The project will bring transformative change to how uncertainties are managed when making allocation and dispatch decisions of mobile power resources (pre-positioning, routing, and scheduling) before and during disasters. This will be achieved by accounting for uncertainties that cannot be resolved simply with the passage of time, but whose resolution depends on whether or not the decision to deploy these flexible resources is actually made, i.e., decision-dependent uncertainty.
The intellectual merits of the project include devising new mathematical optimization models and expedient methods to solve the proposed problems promoting mobility-as-a-service for resilience in power grids.
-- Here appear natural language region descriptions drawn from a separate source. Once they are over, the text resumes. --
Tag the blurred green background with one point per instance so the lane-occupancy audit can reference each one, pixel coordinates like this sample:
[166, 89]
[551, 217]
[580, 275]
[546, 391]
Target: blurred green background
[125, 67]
The broader impacts of the project include organizing an interdisciplinary seminar series on Advanced Stochastic Programming for Power Systems, undergraduate student involvement in the project research, dissemination of the project findings through publications, and research showcase to K-12 students in the Washington metropolitan area.
Going beyond the traditional service restoration problems with exogenous uncertainties, this project disrupts the current practice by developing new risk-neutral and risk-averse stochastic optimization problems and reformulations for service restoration that incorporate decision-dependent uncertainty (DDU). Due to the difficulty to solve such models—that typically take the form of stochastic mixed-integer nonlinear (polynomial) programming (MINLP) problems, the proposed research also focuses on the development of computationally efficient methods to solve DDU-embedded optimization models on mobility-as-a-service for resilience.
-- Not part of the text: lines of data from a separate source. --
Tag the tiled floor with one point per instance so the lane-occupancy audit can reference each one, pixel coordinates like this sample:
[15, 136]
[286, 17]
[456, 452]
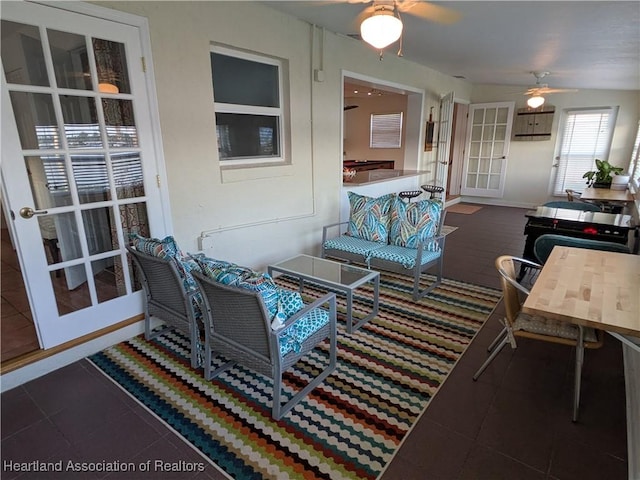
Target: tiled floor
[18, 334]
[513, 423]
The proposed models will account for the coordination of mobile power sources with a variety of heterogeneous flexible resources in power distribution grids, network reconfiguration practices, repair crews, and transportation system constraints and schedules. The completion of this plan requires an interdisciplinary approach combining key methodologies from the mathematical programming and power systems engineering disciplines, thereby enabling convergence of multiple research areas.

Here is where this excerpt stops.